Question 2 Multiple Choice
An ISP assigns 200 customers /24 subnets from the block 10.5.0.0/16. Without route aggregation, upstream routers need 200 routing table entries for these customers. How does CIDR route aggregation improve this?
AAggregation reduces the 200 entries to 200 /16 entries, one per ISP customer
BAggregation allows the ISP to advertise a single 10.5.0.0/16 route that covers all 200 subnets in one entry
CCIDR automatically aggregates all subnets from the same block at the source router with no configuration needed
DAggregation has no effect because each /24 is a distinct customer network that must be advertised separately
With CIDR route aggregation (sometimes called supernetting), the ISP can advertise a single 10.5.0.0/16 route that summarizes all /24 subnets within that block. Upstream routers see one entry instead of 200. This is one of the primary motivations for CIDR: it allowed the global routing table to remain manageable as the internet grew, rather than exploding with individual subnet routes. The same mechanism scales to ISPs advertising a single /8 or /12 that covers thousands of customer subnets.
Question 3 True / False
A /25 network contains exactly half the total address space of a /24 network, giving it 128 total addresses (126 usable hosts).
TTrue
FFalse
Answer: True
Each additional bit in the prefix length halves the address space. A /24 has 2⁸ = 256 total addresses (254 usable). A /25 has 2⁷ = 128 total addresses (126 usable). Conversely, each bit removed from the prefix doubles the address space: a /23 has 2⁹ = 512 total addresses. This binary relationship between prefix length and address count is fundamental to all subnetting calculations — and is why CIDR arithmetic requires solid binary number intuition.
Question 4 True / False
Under CIDR, subnet masks is expected to correspond to Class A (/8), Class B (/16), or Class C (/24) boundaries to ensure compatibility with modern routers.
TTrue
FFalse
Answer: False
CIDR (Classless Inter-Domain Routing) was specifically designed to eliminate classful constraints. The 'classless' in CIDR means prefix lengths can be any value from /0 to /32, not just the three classful values. An organization needing 300 hosts can receive a /23 (510 usable hosts) rather than being forced into a Class B /16 (65,534 hosts). Classful addressing was the pre-CIDR system that CIDR replaced precisely because rigid class boundaries caused enormous address waste — a Class B wasted 99% of its address space for an organization needing only a few hundred addresses.
Question 5 Short Answer
Explain how CIDR notation solves both the address waste problem and the routing table growth problem that plagued classful (Class A/B/C) addressing.

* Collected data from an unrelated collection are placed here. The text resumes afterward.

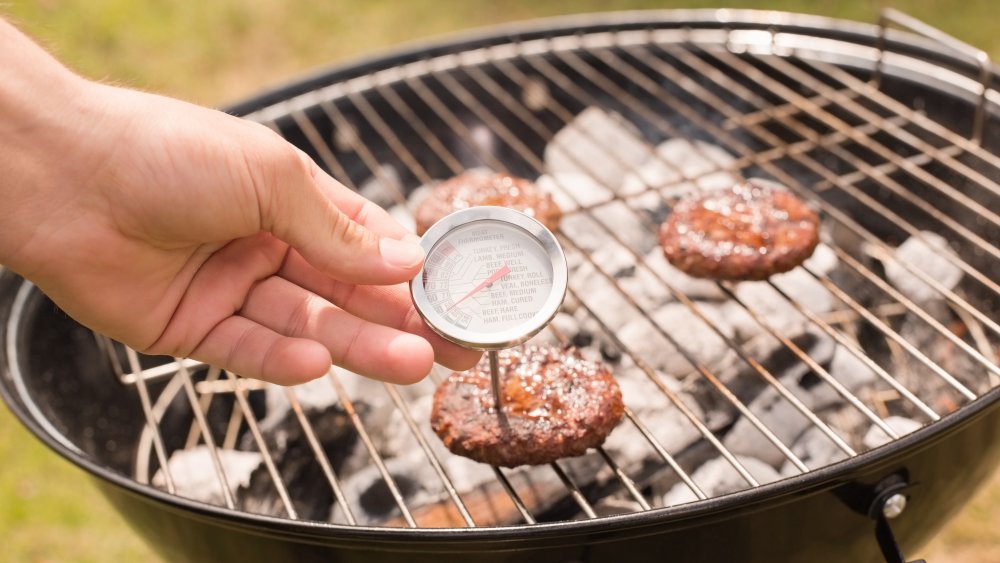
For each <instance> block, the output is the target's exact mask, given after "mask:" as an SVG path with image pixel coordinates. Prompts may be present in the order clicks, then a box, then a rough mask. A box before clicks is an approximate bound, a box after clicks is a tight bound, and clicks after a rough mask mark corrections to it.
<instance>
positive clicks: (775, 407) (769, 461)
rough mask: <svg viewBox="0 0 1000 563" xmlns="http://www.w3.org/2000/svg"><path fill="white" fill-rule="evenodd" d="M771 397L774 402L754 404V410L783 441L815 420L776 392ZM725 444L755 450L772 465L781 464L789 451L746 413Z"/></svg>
mask: <svg viewBox="0 0 1000 563" xmlns="http://www.w3.org/2000/svg"><path fill="white" fill-rule="evenodd" d="M768 398H769V399H771V401H770V402H768V403H766V404H751V405H750V410H751V412H753V413H754V415H755V416H756V417H757V419H758V420H759V421H760V423H761V424H763V425H764V427H766V428H767V429H769V430H770V431H771V433H772V434H774V436H775V438H776V439H777V440H778V441H779V442H781V443H782V444H788V443H791V441H792V440H794V439H795V437H796V436H798V435H799V434H801V433H802V432H804V431H805V430H806V428H808V427H809V426H810V425H811V424H812V423H811V422H810V421H809V419H808V418H806V416H805V415H804V414H802V412H800V411H799V410H798V409H796V408H795V406H794V405H792V403H790V402H789V401H787V400H785V399H784V398H776V397H774V396H769V397H768ZM763 402H764V401H760V403H763ZM755 403H757V402H756V401H755ZM723 444H725V446H726V447H727V448H729V449H730V450H731V451H733V452H734V453H741V454H747V455H749V454H753V455H755V456H757V457H759V458H760V459H761V460H763V461H765V462H767V463H769V464H770V465H771V466H772V467H780V466H781V464H782V463H783V462H784V461H785V459H786V456H785V454H784V453H782V452H781V450H779V449H778V447H777V446H776V445H775V444H774V443H773V442H771V440H769V439H768V438H767V437H766V436H765V435H764V434H763V433H762V432H761V431H760V430H758V429H757V427H756V426H755V425H754V424H753V423H752V422H751V421H750V419H749V418H746V417H742V418H740V419H739V420H738V421H736V424H734V425H733V428H732V430H730V431H729V432H728V433H727V434H726V438H725V439H724V440H723Z"/></svg>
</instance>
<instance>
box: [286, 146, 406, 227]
mask: <svg viewBox="0 0 1000 563" xmlns="http://www.w3.org/2000/svg"><path fill="white" fill-rule="evenodd" d="M299 153H300V154H299V157H300V158H302V159H303V160H304V162H305V163H306V166H308V167H309V170H310V174H312V176H313V179H314V180H315V181H316V184H317V185H318V186H319V187H320V189H321V190H322V191H323V193H324V194H325V195H326V196H327V197H328V198H329V199H330V201H332V202H333V204H334V205H336V206H337V208H338V209H340V210H341V211H343V212H344V213H345V214H346V215H347V216H348V217H350V218H351V219H353V220H354V221H357V222H358V223H360V224H362V225H364V226H365V227H367V228H368V229H369V230H371V231H372V232H374V233H375V234H377V235H379V236H384V237H390V238H395V239H399V238H403V236H405V235H407V234H410V233H411V231H409V230H407V229H406V228H405V227H403V226H402V225H400V224H399V222H398V221H396V220H395V219H393V218H392V216H391V215H389V212H388V211H386V210H385V209H383V208H381V207H379V206H378V205H375V204H374V203H372V202H371V201H370V200H368V199H367V198H365V197H364V196H362V195H361V194H359V193H358V192H356V191H354V190H352V189H350V188H348V187H347V186H345V185H343V184H341V183H340V182H338V181H337V180H335V179H334V178H333V177H332V176H330V175H329V174H327V173H326V172H324V171H323V170H322V169H321V168H320V167H319V166H317V165H316V163H315V161H313V160H312V159H310V158H309V156H308V155H306V154H305V153H304V152H302V151H299Z"/></svg>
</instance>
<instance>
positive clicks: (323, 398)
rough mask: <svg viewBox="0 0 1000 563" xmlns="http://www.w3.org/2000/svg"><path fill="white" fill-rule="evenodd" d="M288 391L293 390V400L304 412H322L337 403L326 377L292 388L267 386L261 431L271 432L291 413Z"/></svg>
mask: <svg viewBox="0 0 1000 563" xmlns="http://www.w3.org/2000/svg"><path fill="white" fill-rule="evenodd" d="M288 389H292V390H293V392H294V393H295V398H296V399H297V400H298V401H299V404H300V405H302V409H303V410H304V411H309V410H323V409H325V408H327V407H329V406H331V405H333V404H335V403H336V402H337V393H336V391H335V390H334V387H333V384H332V383H331V382H330V379H329V378H327V377H326V376H324V377H320V378H317V379H314V380H312V381H308V382H306V383H302V384H300V385H295V386H293V387H283V386H281V385H267V386H266V387H265V388H264V404H265V405H266V407H267V410H266V414H265V416H264V418H263V419H261V421H260V428H261V430H262V431H264V432H269V431H271V430H273V429H274V428H275V427H276V426H277V425H278V424H279V423H280V422H281V421H282V420H284V419H285V417H286V416H288V414H289V413H290V412H291V409H292V406H291V404H290V403H289V402H288V395H287V390H288Z"/></svg>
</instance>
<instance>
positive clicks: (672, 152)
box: [619, 139, 738, 194]
mask: <svg viewBox="0 0 1000 563" xmlns="http://www.w3.org/2000/svg"><path fill="white" fill-rule="evenodd" d="M733 161H734V158H733V156H732V155H730V154H729V153H728V152H726V151H725V150H723V149H721V148H719V147H717V146H715V145H710V144H708V143H705V142H702V141H695V142H694V143H692V142H691V141H688V140H687V139H670V140H668V141H664V142H663V143H660V144H659V145H657V147H656V150H655V151H654V153H653V154H651V155H649V156H648V157H647V158H646V159H645V160H644V161H643V162H642V163H641V164H640V165H639V166H638V167H637V168H636V169H635V170H634V171H631V172H629V173H628V174H626V175H625V177H624V179H623V180H622V184H621V189H620V190H619V191H620V192H621V193H623V194H634V193H638V192H641V191H644V190H646V189H650V188H652V189H659V188H664V187H668V186H669V187H674V186H675V185H677V184H685V185H686V187H687V189H688V190H694V189H699V188H700V189H710V188H715V187H727V186H731V185H733V184H734V183H736V181H737V180H738V178H737V177H736V176H734V175H733V174H730V173H728V172H725V171H724V169H725V168H726V167H728V166H729V165H730V164H732V162H733ZM686 180H694V182H693V183H692V182H687V181H686Z"/></svg>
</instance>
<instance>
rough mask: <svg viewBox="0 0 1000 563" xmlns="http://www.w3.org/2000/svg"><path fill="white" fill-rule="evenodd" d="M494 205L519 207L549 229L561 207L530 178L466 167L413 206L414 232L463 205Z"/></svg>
mask: <svg viewBox="0 0 1000 563" xmlns="http://www.w3.org/2000/svg"><path fill="white" fill-rule="evenodd" d="M484 205H495V206H499V207H509V208H511V209H516V210H518V211H522V212H524V213H526V214H528V215H530V216H532V217H534V218H535V219H538V221H540V222H541V223H542V224H543V225H545V226H546V227H547V228H548V229H549V230H550V231H555V230H556V229H557V228H558V227H559V219H560V218H562V211H561V210H560V209H559V207H558V206H556V204H555V203H554V202H553V201H552V196H551V195H549V194H547V193H545V192H543V191H542V190H540V189H538V186H536V185H535V183H534V182H531V181H529V180H525V179H524V178H518V177H516V176H510V175H508V174H498V173H495V172H487V171H482V170H470V171H468V172H464V173H462V174H459V175H458V176H455V177H453V178H451V179H449V180H445V181H444V182H441V183H440V184H438V185H437V186H435V187H434V188H433V189H432V190H431V193H430V194H429V195H428V196H427V198H425V199H424V200H423V201H422V202H421V203H420V205H419V206H418V207H417V211H416V220H417V234H418V235H422V234H424V233H425V232H427V229H429V228H431V225H433V224H434V223H436V222H438V221H439V220H440V219H441V218H442V217H444V216H445V215H448V214H449V213H451V212H453V211H457V210H459V209H465V208H467V207H480V206H484Z"/></svg>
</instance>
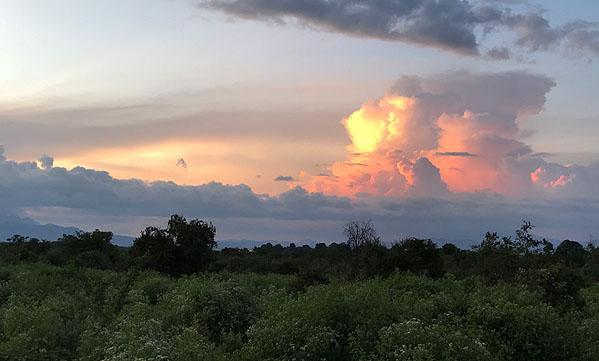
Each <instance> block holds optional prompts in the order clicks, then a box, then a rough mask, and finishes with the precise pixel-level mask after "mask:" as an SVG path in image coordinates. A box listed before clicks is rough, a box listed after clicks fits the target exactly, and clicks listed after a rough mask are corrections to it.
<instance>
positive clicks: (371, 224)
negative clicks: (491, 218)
mask: <svg viewBox="0 0 599 361" xmlns="http://www.w3.org/2000/svg"><path fill="white" fill-rule="evenodd" d="M531 230H532V225H530V224H529V223H526V222H525V223H524V224H523V225H522V227H521V228H520V229H519V230H518V231H517V233H516V237H515V238H514V239H511V238H506V237H504V238H500V237H498V236H497V235H496V234H494V233H488V234H487V235H486V236H485V238H484V240H483V241H482V242H481V244H480V245H479V246H477V247H475V248H473V249H472V250H460V249H458V248H457V247H455V246H453V245H444V246H443V247H441V248H438V247H437V246H436V245H435V244H434V243H433V242H430V241H428V240H419V239H414V238H410V239H405V240H403V241H400V242H398V243H396V244H394V245H393V246H391V247H385V246H383V245H382V244H381V242H380V239H379V237H378V236H377V235H376V232H375V231H374V227H373V226H372V224H370V223H369V222H353V223H351V224H348V226H347V227H346V228H345V235H346V236H347V238H348V243H347V244H331V245H328V246H327V245H324V244H319V245H317V246H316V247H314V248H310V247H294V246H290V247H281V246H273V245H265V246H262V247H258V248H256V249H254V250H252V251H249V250H238V249H225V250H221V251H215V250H214V249H215V245H216V243H215V242H214V236H215V231H216V230H215V229H214V227H213V226H212V225H211V224H210V223H205V222H201V221H196V220H194V221H189V222H188V221H187V220H185V219H184V218H182V217H178V216H174V217H173V218H171V221H170V222H169V224H168V226H167V228H166V229H157V228H151V229H147V230H145V231H144V232H142V234H141V236H140V237H139V238H138V239H137V240H136V242H135V245H134V246H133V247H132V248H131V249H123V248H118V247H115V246H112V245H111V244H110V238H111V234H110V233H106V232H99V231H96V232H92V233H81V234H78V235H75V236H65V237H64V238H63V239H61V240H60V241H57V242H45V241H38V240H31V239H26V238H23V237H19V236H15V237H13V238H11V239H10V241H9V242H7V243H4V244H2V245H1V247H0V260H1V262H2V265H0V360H32V361H43V360H82V361H83V360H85V361H92V360H94V361H95V360H98V361H99V360H174V361H179V360H180V361H193V360H222V361H226V360H241V361H254V360H255V361H258V360H260V361H261V360H273V361H274V360H290V361H291V360H306V361H308V360H331V361H333V360H406V361H407V360H412V361H425V360H427V361H433V360H455V361H468V360H494V361H500V360H514V361H516V360H517V361H520V360H521V361H525V360H526V361H534V360H539V361H541V360H542V361H552V360H556V361H557V360H560V361H562V360H596V359H597V357H598V355H599V286H598V285H597V284H596V283H597V282H596V281H597V277H598V276H599V250H597V249H595V248H594V247H592V246H589V247H583V246H581V245H580V244H578V243H576V242H572V241H564V242H562V243H561V244H560V245H559V246H558V247H557V248H556V249H553V247H552V246H551V244H550V243H548V242H546V241H543V240H536V239H535V238H534V237H533V236H532V234H531Z"/></svg>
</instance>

Think about your answer, then reveal below.
Model answer: Classful addressing forced organizations into blocks of /8 (16M hosts), /16 (65K hosts), or /24 (254 hosts). An organization needing 300 hosts had to receive a /16, wasting over 99% of the addresses. CIDR allows any prefix length, so that organization can receive a /23 (510 hosts) — a near-exact fit. For routing table growth: without aggregation, each subnet requires a separate routing table entry. CIDR enables route aggregation — a single /16 advertisement covers 256 individual /24 subnets, keeping routing tables from growing proportionally with the number of networks.
These two benefits — address conservation and routing scalability — are why CIDR allowed IPv4 to survive decades longer than originally projected. Both flow from the same mechanism: flexible, arbitrary prefix lengths that allow both right-sizing of address allocations and hierarchical summarization of routes. IPv6 uses exclusively prefix-based notation for the same reasons.